Cookies sind kleine Datensätze, die Webseiten hinterlegen, um die Nutzer identifizierbar zu machen. Mit ihrer Hilfe können individuelle Profile erstellt werden, die weitreichende Rückschlüsse über Surfverhalten, Vorlieben und Lebensgewohnheiten zulassen. Dieses Wissen wird dann etwa für personalisierte Werbung herangezogen.
Schrems ist der Datenkraken-Schreck
Nun bekommt es die werbetreibende Industrie im Netz mit einem Gegner zu tun, der in zwei spektakulären Fällen bereits Facebook in die Knie gezwungen hat. Max Schrems setzte zum einen im Oktober 2015 vor dem Europäischen Gerichtshof (EuGH) durch, dass die von Facebook genutzte transatlantische Datenschutzvereinbarung «Safe Harbor» gekippt wurde. Im vergangenen Juni brachte er vor dem EuGH schliesslich auch die Nachfolgeregelung «Privacy Shield» zu Fall.
Schrems hat jetzt ein neues Ziel vor Augen: eine «ganze Industrie von Beratern und Designern, die verrückte Klick-Labyrinthe entwickelt, um vollkommen unrealistische Zustimmungsraten zu generieren». Menschen mit Tricks zum Zustimmen zu verführen, sei ein klarer Verstoss gegen die Prinzipien der europäischen Datenschutz-Grundverordnung DSGVO, erklärte der Vorsitzende des Noyb-Vereins.
Nach dem Gesetz müssten die Anbieter ihre Systeme fair gestalten und den Nutzern eine echte Wahlmöglichkeit bieten. «Unternehmen geben offen zu, dass nur drei Prozent aller Nutzer tatsächlich Cookies akzeptieren wollen, aber mit Tricks mehr als 90 Prozent zur Zustimmung verleitet werden können.»

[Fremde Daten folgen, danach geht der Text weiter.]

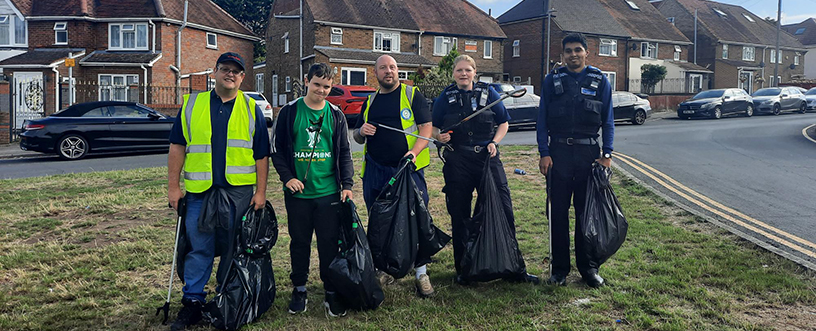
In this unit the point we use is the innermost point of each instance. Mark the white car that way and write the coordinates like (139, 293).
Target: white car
(266, 107)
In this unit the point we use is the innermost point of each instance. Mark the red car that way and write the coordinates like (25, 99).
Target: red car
(350, 99)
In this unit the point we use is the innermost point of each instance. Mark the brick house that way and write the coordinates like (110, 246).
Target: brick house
(736, 44)
(805, 32)
(622, 35)
(122, 50)
(350, 35)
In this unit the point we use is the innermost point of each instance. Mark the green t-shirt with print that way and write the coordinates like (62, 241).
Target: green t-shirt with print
(321, 180)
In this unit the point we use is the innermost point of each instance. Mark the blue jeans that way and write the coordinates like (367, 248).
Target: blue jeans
(198, 263)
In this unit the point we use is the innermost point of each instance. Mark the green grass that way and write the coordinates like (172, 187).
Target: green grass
(93, 251)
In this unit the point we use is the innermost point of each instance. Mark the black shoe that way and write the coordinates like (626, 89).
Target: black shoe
(298, 302)
(190, 314)
(334, 307)
(557, 279)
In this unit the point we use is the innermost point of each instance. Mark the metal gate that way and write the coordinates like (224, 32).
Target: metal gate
(28, 93)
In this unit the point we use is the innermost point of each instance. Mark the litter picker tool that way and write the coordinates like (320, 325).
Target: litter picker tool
(182, 210)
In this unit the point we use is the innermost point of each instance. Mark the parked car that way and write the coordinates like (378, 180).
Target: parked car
(716, 103)
(99, 126)
(774, 100)
(630, 107)
(265, 106)
(350, 99)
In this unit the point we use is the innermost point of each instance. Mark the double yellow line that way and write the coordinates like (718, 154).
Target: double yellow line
(783, 238)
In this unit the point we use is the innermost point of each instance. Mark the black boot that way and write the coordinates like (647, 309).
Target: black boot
(190, 314)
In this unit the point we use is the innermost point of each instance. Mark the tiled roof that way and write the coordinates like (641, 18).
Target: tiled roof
(40, 56)
(339, 54)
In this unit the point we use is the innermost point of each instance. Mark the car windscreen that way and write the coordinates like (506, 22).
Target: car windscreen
(767, 92)
(709, 94)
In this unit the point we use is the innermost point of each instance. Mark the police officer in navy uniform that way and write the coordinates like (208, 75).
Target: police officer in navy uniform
(471, 141)
(575, 103)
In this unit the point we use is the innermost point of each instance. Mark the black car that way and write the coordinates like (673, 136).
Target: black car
(97, 126)
(630, 107)
(716, 103)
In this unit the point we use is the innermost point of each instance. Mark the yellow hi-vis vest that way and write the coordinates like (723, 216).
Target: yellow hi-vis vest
(197, 129)
(408, 124)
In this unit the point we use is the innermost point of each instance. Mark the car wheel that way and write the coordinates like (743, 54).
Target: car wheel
(72, 147)
(639, 118)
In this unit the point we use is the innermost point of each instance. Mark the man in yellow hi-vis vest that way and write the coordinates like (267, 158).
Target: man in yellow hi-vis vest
(221, 141)
(400, 106)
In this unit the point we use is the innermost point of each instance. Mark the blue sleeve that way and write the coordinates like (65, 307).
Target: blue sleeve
(542, 134)
(608, 118)
(176, 134)
(501, 114)
(260, 141)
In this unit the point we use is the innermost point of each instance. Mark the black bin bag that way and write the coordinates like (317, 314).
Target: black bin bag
(352, 272)
(492, 250)
(249, 287)
(604, 227)
(401, 233)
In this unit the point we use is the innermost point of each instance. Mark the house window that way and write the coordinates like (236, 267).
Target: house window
(443, 45)
(611, 76)
(337, 36)
(212, 40)
(387, 42)
(516, 50)
(119, 88)
(609, 47)
(353, 76)
(127, 36)
(748, 53)
(648, 50)
(60, 33)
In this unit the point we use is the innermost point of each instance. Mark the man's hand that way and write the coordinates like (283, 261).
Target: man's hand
(294, 185)
(174, 194)
(367, 129)
(545, 164)
(259, 200)
(345, 194)
(604, 162)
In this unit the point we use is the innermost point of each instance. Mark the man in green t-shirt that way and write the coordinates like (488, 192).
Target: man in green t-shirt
(311, 153)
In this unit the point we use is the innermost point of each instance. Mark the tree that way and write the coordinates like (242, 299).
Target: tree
(254, 14)
(650, 75)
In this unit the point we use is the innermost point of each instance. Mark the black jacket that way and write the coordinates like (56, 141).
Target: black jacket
(282, 154)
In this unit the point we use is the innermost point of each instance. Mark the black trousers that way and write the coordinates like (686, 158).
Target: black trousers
(463, 171)
(568, 180)
(321, 216)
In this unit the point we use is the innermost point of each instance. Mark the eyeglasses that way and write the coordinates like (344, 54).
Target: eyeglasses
(227, 71)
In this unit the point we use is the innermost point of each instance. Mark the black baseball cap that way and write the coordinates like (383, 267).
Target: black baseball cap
(231, 57)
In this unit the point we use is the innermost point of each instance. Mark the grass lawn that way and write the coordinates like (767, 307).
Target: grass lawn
(93, 251)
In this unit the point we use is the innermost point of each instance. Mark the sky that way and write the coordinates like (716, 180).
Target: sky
(793, 11)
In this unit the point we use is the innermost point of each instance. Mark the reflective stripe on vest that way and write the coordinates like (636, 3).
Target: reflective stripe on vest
(197, 130)
(408, 124)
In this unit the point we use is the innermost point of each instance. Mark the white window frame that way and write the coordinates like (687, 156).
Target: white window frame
(215, 45)
(748, 53)
(336, 32)
(516, 50)
(60, 28)
(353, 69)
(135, 29)
(612, 45)
(393, 36)
(112, 87)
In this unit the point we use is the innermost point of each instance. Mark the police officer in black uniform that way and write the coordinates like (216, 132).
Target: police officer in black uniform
(471, 140)
(576, 102)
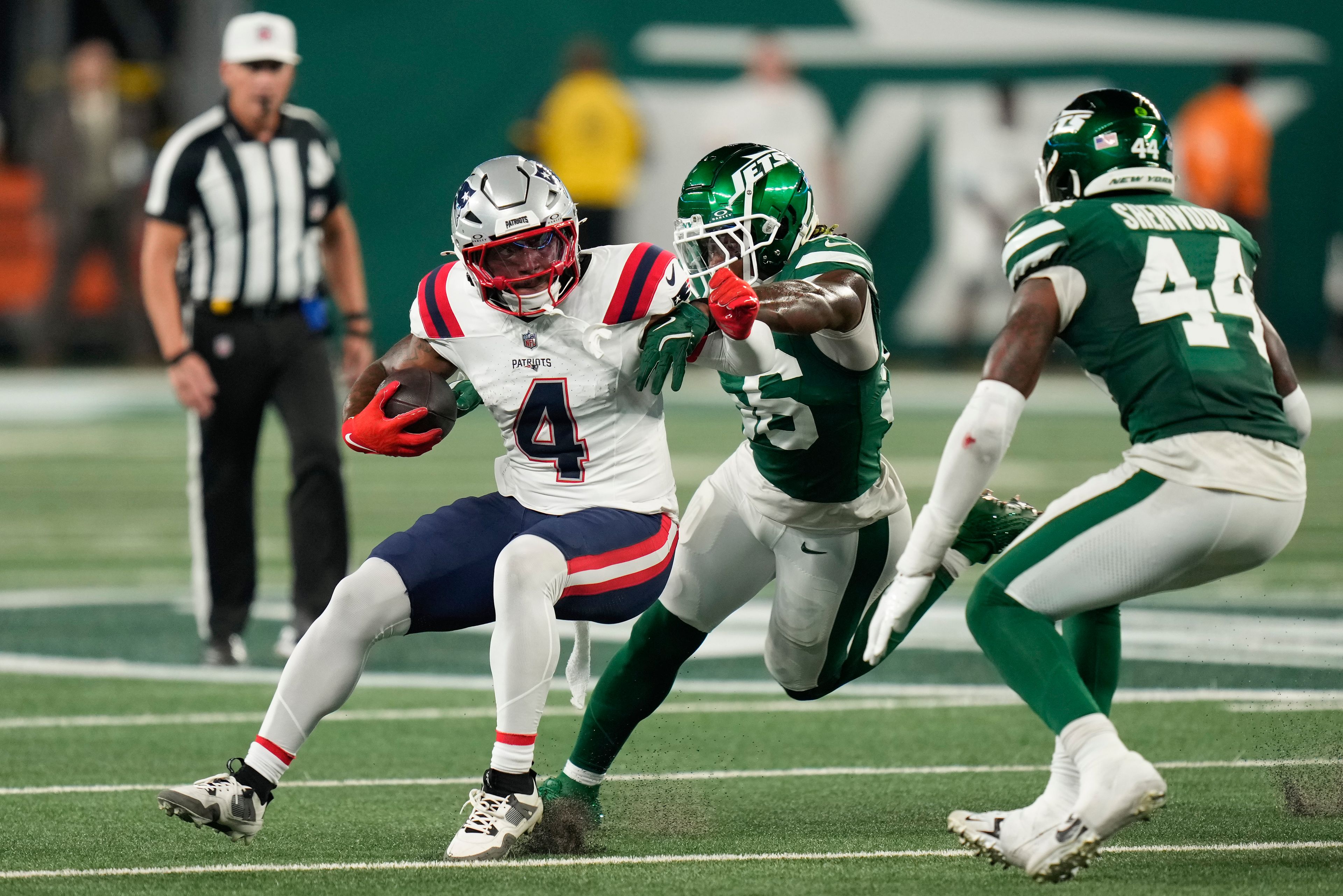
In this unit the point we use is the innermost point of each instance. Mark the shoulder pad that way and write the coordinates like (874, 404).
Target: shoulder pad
(1033, 239)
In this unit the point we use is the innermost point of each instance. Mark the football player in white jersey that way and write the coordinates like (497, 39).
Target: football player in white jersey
(583, 527)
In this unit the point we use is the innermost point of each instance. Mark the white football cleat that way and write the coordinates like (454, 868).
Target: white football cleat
(1127, 792)
(495, 825)
(1002, 837)
(218, 802)
(226, 652)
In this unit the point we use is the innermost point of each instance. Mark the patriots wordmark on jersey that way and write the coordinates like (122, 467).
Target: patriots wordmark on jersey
(561, 385)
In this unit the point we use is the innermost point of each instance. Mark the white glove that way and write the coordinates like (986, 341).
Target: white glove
(895, 608)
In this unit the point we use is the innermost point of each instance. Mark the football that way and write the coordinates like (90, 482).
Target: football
(422, 389)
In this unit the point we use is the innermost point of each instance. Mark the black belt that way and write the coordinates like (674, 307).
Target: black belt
(238, 311)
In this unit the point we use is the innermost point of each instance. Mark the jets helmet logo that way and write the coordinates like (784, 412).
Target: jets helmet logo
(755, 169)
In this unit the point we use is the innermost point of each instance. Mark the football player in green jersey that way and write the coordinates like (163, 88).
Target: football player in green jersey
(1157, 299)
(808, 500)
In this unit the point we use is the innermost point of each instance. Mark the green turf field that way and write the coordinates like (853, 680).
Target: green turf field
(843, 812)
(94, 562)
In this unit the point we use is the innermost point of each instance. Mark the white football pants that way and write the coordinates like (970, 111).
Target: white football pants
(1174, 538)
(371, 604)
(730, 551)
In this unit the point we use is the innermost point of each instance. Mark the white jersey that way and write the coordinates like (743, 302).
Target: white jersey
(561, 385)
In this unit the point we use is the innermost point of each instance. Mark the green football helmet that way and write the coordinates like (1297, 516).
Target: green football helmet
(746, 202)
(1104, 142)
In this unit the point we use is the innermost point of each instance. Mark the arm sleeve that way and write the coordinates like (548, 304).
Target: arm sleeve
(739, 358)
(172, 186)
(1070, 289)
(974, 451)
(673, 288)
(1298, 413)
(441, 346)
(856, 350)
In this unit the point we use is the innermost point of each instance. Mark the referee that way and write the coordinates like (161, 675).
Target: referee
(246, 220)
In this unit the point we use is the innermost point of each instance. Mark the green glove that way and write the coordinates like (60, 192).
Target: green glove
(668, 344)
(468, 400)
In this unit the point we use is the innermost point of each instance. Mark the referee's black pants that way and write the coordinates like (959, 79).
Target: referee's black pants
(258, 360)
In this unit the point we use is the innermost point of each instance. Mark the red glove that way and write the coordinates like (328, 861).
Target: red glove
(371, 432)
(734, 304)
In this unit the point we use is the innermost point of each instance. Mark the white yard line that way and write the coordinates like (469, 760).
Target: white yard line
(969, 696)
(720, 774)
(931, 696)
(632, 860)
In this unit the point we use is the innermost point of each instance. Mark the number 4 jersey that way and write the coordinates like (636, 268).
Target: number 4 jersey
(1157, 300)
(561, 385)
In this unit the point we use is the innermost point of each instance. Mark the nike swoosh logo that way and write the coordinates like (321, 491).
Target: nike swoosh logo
(1064, 833)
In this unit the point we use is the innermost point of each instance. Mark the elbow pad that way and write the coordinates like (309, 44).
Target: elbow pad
(974, 451)
(1298, 413)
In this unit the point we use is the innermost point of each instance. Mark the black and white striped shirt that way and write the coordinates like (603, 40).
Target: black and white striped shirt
(253, 210)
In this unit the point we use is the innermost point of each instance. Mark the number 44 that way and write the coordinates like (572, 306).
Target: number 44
(1142, 148)
(1232, 289)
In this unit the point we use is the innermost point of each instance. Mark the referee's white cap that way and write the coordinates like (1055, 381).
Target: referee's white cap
(261, 37)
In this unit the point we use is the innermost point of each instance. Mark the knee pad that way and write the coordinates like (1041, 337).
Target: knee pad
(527, 566)
(370, 601)
(986, 597)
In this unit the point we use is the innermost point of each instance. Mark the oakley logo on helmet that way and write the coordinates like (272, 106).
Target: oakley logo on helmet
(1070, 123)
(756, 167)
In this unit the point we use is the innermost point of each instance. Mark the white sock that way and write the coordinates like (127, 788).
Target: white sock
(269, 759)
(1092, 743)
(530, 577)
(583, 776)
(1061, 792)
(367, 606)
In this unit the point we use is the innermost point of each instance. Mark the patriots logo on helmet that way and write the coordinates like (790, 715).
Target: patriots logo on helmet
(464, 193)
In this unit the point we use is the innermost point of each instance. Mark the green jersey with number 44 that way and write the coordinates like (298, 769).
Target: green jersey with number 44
(1164, 311)
(814, 427)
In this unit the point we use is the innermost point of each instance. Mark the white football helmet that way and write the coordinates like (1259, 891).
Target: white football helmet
(516, 229)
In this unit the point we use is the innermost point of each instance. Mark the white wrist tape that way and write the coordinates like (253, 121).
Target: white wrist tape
(974, 451)
(1298, 413)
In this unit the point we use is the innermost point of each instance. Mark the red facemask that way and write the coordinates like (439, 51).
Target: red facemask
(524, 269)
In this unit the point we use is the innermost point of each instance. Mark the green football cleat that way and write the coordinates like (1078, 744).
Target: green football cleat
(992, 526)
(564, 788)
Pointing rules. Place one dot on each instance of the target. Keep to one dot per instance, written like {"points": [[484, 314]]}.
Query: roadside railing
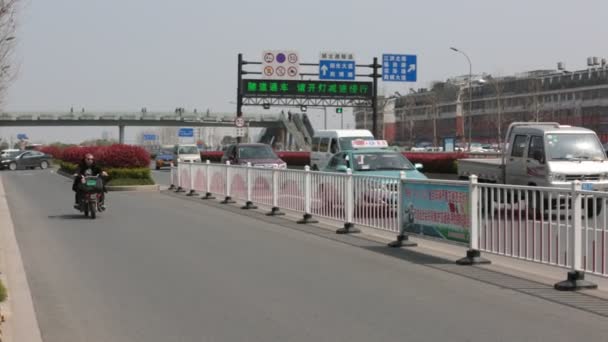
{"points": [[560, 227]]}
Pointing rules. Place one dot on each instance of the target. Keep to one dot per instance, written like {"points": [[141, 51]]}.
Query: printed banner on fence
{"points": [[440, 211]]}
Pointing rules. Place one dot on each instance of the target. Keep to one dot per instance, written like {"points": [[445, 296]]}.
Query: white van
{"points": [[7, 152], [329, 142], [187, 153]]}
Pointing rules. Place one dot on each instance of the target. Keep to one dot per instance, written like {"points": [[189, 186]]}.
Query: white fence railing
{"points": [[561, 227]]}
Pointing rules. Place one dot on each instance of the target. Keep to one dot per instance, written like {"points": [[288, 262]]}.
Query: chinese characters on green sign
{"points": [[280, 88]]}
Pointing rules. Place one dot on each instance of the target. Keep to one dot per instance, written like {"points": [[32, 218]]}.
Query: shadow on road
{"points": [[69, 217]]}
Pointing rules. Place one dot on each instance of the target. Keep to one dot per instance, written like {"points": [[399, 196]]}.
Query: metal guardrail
{"points": [[560, 227]]}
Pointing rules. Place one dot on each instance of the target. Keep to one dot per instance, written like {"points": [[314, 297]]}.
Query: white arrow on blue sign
{"points": [[399, 68], [186, 132], [149, 137], [330, 69]]}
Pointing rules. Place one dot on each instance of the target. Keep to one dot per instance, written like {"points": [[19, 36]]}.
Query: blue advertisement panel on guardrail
{"points": [[437, 210]]}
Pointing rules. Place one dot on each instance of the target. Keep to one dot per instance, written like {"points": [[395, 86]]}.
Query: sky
{"points": [[115, 55]]}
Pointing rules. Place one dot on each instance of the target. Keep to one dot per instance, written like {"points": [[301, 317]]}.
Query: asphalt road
{"points": [[159, 268]]}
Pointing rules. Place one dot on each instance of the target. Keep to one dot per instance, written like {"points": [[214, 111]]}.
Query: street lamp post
{"points": [[470, 92], [498, 93]]}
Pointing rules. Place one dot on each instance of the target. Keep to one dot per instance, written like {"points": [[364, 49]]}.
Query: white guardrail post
{"points": [[228, 183], [307, 217], [473, 254], [275, 211], [179, 180], [192, 192], [249, 203], [208, 194], [576, 276], [349, 205], [172, 168], [405, 216]]}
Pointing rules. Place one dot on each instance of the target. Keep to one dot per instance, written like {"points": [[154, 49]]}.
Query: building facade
{"points": [[487, 105]]}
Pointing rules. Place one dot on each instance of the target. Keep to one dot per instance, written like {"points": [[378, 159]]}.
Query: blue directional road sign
{"points": [[399, 68], [330, 69], [149, 137], [186, 132]]}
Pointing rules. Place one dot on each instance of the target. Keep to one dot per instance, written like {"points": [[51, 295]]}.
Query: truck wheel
{"points": [[92, 209], [534, 205], [591, 209]]}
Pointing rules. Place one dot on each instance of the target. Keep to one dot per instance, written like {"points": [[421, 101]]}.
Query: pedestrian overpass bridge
{"points": [[279, 125]]}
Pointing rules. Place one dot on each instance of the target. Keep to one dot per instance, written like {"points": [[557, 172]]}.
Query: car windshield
{"points": [[346, 143], [12, 154], [580, 146], [188, 150], [256, 152], [381, 161]]}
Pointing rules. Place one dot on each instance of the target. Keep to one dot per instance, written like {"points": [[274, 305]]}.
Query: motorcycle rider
{"points": [[87, 168]]}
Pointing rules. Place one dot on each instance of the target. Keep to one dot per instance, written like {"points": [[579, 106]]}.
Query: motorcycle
{"points": [[91, 193]]}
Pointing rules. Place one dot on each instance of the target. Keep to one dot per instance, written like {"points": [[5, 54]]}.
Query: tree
{"points": [[498, 122], [535, 101], [407, 113], [8, 10], [433, 113]]}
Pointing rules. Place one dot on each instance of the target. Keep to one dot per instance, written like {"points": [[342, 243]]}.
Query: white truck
{"points": [[544, 154]]}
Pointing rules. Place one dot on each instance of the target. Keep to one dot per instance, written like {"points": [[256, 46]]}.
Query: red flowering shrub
{"points": [[114, 156], [123, 156], [436, 162], [298, 158], [54, 151]]}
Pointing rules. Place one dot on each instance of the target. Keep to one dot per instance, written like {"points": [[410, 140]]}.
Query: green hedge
{"points": [[134, 176], [68, 167], [130, 181], [136, 173]]}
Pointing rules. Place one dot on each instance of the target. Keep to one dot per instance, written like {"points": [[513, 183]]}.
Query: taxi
{"points": [[165, 157], [373, 195], [374, 158]]}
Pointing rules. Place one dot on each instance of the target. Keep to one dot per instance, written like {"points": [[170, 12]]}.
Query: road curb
{"points": [[151, 188], [21, 321], [154, 187]]}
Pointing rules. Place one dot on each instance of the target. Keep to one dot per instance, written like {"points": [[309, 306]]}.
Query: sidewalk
{"points": [[21, 324]]}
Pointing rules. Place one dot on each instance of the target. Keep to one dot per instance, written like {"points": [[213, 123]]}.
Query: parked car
{"points": [[186, 153], [259, 155], [8, 152], [164, 158], [369, 160], [26, 160]]}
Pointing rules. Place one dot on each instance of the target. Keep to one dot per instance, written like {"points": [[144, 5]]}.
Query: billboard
{"points": [[437, 210]]}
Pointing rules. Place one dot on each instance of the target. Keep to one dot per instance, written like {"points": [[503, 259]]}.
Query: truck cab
{"points": [[186, 153], [545, 154], [326, 143]]}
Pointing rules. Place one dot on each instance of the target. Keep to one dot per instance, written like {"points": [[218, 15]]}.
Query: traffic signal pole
{"points": [[375, 77], [239, 92]]}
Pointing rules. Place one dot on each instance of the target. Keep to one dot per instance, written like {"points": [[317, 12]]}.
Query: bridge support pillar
{"points": [[121, 134]]}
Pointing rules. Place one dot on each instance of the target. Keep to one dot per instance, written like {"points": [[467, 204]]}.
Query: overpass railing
{"points": [[563, 227]]}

Viele Anwenderinnen und Anwender machen nach Einschätzung von Schrems die DSGVO für «diese ärgerliche Praxis» verantwortlich. «Tatsächlich verwenden jedoch viele Unternehmen Designs, die gegen das Gesetz verstossen.» Die DSGVO verlange nämlich ein einfaches «Ja» oder «Nein» – und wolle damit irreführende Banner eigentlich verhindern.
Unternehmen soll Datenschutz absichtlich schwer machen
Die Entscheidung, wie die DSGVO genau umgesetzt und kommuniziert wird, liege bei den Unternehmen. Einige von ihnen versuchten nun offensichtlich alles, um Datenschutz für die Nutzer möglichst schwer zu machen, betonte Schrems. «Nach dem Gesetz haben sie aber die Pflicht, eine einfache Wahlmöglichkeit zu bieten. Fast alle Situationen, in denen Nutzer mit Datenschutz konfrontiert werden, werden von Unternehmen gestaltet. Diese machen Datenschutz-Einstellungen oft bewusst zu einem Alptraum, geben aber gleichzeitig der DSGVO die Schuld dafür.» Im Fall von Cookie-Hinweisen würden Buttons, Aufbau und Beschriftung gezielt so gewählt, dass die Besucher am ehesten eine datenschutzunfreundliche Auswahl treffen – und damit gegen ihre eigenen Interessen agieren.
Noyb hat eine Software entwickelt, die verschiedene Arten von rechtswidrigen Cookie-Bannern erkennen und automatisch Beschwerden generieren kann. Nach dem Start mit rund 560 grossen Websites will der Verein bis zu 10'000 der meistbesuchten Seiten in Europa unter die Lupe nehmen.
Alles Pro-Bono
Bevor die formalen Beschwerden bei den zuständigen Datenschutzbehörden eingebracht werden, räumt der Verein den betroffenen Unternehmen jeweils einen Monat lang Zeit ein, um die Cookie-Banner an die rechtlichen Anforderungen anzupassen. Wenn ein Unternehmen seine Einstellungen nicht innerhalb eines Monats ändere, werde Noyb die Beschwerde bei der zuständigen Behörde einreichen, die ein Bussgeld von bis zu 20 Millionen Euro verhängen könne.
Im Gegensatz zu manchen Abmahnvereinen will Noyb aus der Beschwerdewelle aber selbst kein Geld machen: «Wir machen das auf einer Pro-Bono-Basis ohne Gewinnerzielungsabsicht.» Das Projekt werde aus dem allgemeinen Etat von Noyb finanziert, der zu einem grossen Teil auf rund 4000 Mitglieder aus ganz Europa angewiesen sei.